KUNSTSTOFFBAUTEIL MIT DARAN VERANKERTEM ANBAUTEIL

PLASTIC COMPONENT COMPRISING AN ADD-ON PART ANCHORED THERETO

ÉLÉMENT EN MATÉRIAU SYNTHÉTIQUE PRÉSENTANT UNE PIÈCE QUI Y EST ANCRÉE


(84) Benannte Vertragsstaaten:
AL AT BE BG CH CY CZ DE DK EE ES FI FR GB GR HR HU IE IS IT LI LT LU LV MC MK MT NL NO PL PT RO RS SE SI SK SM TR

(30) Priorität: 31.08.2017 DE 102017008170

(43) Veröffentlichungstag der Anmeldung:
08.07.2020  Patentblatt  2020/28

(73) Patentinhaber:
  • Webasto SE
    82131 Stockdorf (DE)
  • Multimaterial-Welding AG
    2503 Biel/Bienne (CH)

(72) Erfinder:
  • BAUMANN, Matthias
    82131 Stockdorf (DE)

(74) Vertreter: Kilian Kilian & Partner mbB 
Zielstattstraße 23a
81379 München
81379 München (DE)


(56) Entgegenhaltungen: : 
EP-A1- 2 246 178
WO-A1-2014/075200
JP-A- H01 146 725
WO-A1-2011/003891
WO-A1-2015/181300
   
       
    Anmerkung: Innerhalb von neun Monaten nach der Bekanntmachung des Hinweises auf die Erteilung des europäischen Patents kann jedermann beim Europäischen Patentamt gegen das erteilte europäischen Patent Einspruch einlegen. Der Einspruch ist schriftlich einzureichen und zu begründen.
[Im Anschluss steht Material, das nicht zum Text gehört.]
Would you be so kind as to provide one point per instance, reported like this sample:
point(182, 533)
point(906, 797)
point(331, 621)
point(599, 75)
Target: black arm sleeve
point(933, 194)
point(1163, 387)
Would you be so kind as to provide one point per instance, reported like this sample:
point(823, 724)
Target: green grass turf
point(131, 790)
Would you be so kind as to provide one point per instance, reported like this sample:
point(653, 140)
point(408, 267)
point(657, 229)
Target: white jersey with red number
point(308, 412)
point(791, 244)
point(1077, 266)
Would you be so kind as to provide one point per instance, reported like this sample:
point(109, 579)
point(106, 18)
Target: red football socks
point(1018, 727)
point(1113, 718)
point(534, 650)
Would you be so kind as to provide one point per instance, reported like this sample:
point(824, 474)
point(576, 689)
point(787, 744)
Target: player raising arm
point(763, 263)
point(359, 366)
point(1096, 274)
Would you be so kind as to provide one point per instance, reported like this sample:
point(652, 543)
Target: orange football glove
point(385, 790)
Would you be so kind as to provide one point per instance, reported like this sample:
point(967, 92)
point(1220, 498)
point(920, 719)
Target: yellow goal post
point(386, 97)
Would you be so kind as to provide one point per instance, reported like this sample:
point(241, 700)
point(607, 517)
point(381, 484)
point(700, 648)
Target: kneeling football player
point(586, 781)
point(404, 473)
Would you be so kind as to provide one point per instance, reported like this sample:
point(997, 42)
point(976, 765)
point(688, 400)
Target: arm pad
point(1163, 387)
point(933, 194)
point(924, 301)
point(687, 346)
Er gilt erst als eingelegt, wenn die Einspruchsgebühr entrichtet worden ist. (Art. 99(1) Europäisches Patentübereinkommen).


    Beschreibung


    [0001] Die Erfindung betrifft ein Kunststoffbauteil mit einem eine duromere Matrix aufweisenden Kern und einem daran verankerten Anbauteil, das zumindest in seinem Verankerungsbereich aus einem thermoplastischen Kunststoff gebildet ist und am Kern des Kunststoffbauteils mit seinem Verankerungsbereich festgelegt ist.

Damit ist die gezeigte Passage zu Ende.